Venue: Ginger’s Oxford Hotel (Darlinghurst NSW), Feb 19 – 27, 2014
Playwright: David Drake
Director: Kynan Francis
Actors: Ben Hudson, James Wright
American playwright and actor David Drake’s 1994 one-man play is revived to coincide with the Sydney Gay & Lesbian Mardi Gras 2014 season. This time, Australian director Kynan Francis casts two actors, makes several updates to the script, and chooses a cabaret style venue to stage a radical re-telling of a piece of radical writing. Drake’s work from the post-ACT UP era was fresh and optimistic, arriving at a time when the shock of the AIDS epidemic had begun to subside, and communities were galvanised and empowered. A new gay identity had emerged, characterised by a buoyancy that had previously remained elusive. The Night Larry Kramer Kissed Me is an important work that represents this transformation. It remembers the horrors of a time of closeted secrecy and overt persecution, but articulates a vision of the future of equality and emancipation.
Ben Hudson is the more sure footed of both actors. He exhibits a close affiliation with the themes of the work, with a performance that is stirringly passionate and authentic. There is no question that Hudson would have been able to carry the show on his own, but Francis’ decision to partner him up is not an unwise one.

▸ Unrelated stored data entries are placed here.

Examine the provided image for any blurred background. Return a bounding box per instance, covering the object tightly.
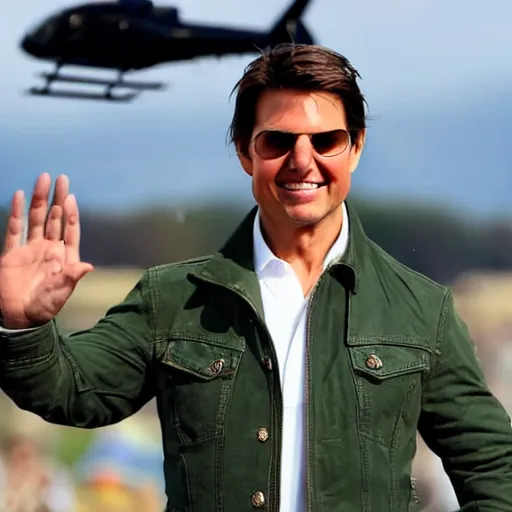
[1,0,512,510]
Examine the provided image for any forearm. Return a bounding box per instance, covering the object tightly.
[419,290,512,510]
[0,321,140,427]
[1,321,75,422]
[0,274,156,428]
[421,390,512,510]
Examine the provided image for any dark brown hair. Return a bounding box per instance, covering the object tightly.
[228,43,368,156]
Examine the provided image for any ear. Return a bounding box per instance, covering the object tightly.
[349,129,366,173]
[237,143,254,177]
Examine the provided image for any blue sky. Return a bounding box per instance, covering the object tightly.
[2,0,512,216]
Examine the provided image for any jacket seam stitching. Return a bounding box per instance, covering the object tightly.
[3,348,55,369]
[147,268,159,346]
[431,287,450,380]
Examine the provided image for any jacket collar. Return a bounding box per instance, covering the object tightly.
[188,200,367,317]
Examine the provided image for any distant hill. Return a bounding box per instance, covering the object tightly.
[1,84,511,218]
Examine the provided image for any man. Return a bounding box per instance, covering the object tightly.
[1,43,511,511]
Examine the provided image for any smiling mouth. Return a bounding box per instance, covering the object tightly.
[278,182,327,190]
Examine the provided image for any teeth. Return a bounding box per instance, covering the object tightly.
[282,182,320,190]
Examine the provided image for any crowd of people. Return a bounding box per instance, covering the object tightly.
[0,404,165,512]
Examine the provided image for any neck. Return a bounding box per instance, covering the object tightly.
[259,206,343,275]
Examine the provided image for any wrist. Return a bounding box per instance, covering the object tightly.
[0,314,34,330]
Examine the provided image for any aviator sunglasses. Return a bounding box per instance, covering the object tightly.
[253,129,351,160]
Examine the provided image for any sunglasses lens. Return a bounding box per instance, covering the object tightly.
[311,130,349,156]
[254,131,296,159]
[254,129,350,159]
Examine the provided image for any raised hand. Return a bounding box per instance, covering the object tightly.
[0,173,94,329]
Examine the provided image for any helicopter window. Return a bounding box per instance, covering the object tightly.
[27,15,60,38]
[69,14,84,27]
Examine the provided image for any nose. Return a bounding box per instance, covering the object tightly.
[288,134,314,172]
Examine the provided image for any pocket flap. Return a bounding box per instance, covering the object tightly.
[162,338,242,380]
[349,344,430,381]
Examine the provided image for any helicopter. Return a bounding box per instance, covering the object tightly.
[20,0,314,102]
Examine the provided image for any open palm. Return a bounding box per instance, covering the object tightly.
[0,174,94,329]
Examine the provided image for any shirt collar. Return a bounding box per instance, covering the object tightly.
[253,203,350,276]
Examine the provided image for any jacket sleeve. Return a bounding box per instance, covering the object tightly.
[418,289,512,511]
[0,270,157,429]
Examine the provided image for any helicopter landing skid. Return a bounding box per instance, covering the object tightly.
[25,68,167,102]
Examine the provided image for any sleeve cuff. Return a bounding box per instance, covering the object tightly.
[0,325,41,333]
[0,321,57,364]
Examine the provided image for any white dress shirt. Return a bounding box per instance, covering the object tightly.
[252,203,349,511]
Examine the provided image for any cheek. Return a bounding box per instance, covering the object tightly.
[323,155,352,188]
[251,159,283,185]
[332,172,351,203]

While James Wright is less experienced, he holds his own. Like a young brother following closely behind, he completes the picture, and adds more to the production that is immediately evident. Both are brave yet vulnerable, and both understand the weightiness of the material they have taken on. There is a lot of careful reverence and sensitivity in this production, giving it an uplifting and beautiful spirituality.
Francis’ direction is deep and meaningful. His thorough familiarity with the script and its contexts ensures that every scene, moment and nuance is depicted with emotional accuracy and poignancy, and with political impact. The use of two actors effectively portrays the bonds between gay men, as brothers, lovers and compatriots. Some of this work is very moving. There is also technical brilliance on show, particularly with the performance of an extended section set against music. For a production of such small scale, it is surprisingly, and impressively, well rehearsed.
In 1994, the idea that all adults will one day be able to marry equally in the eyes of the law was hard to imagine. Our battles today might feel arduous and frustrating, but The Night Larry Kramer Kissed Me shows just how far our society has progressed. The play ends in the year 2020, when Oklahoma becomes the final USA state to legalise same-sex marriage. We are now 6 years away from that fictitious moment, and things seem altogether more hopeful and brighter than ever before.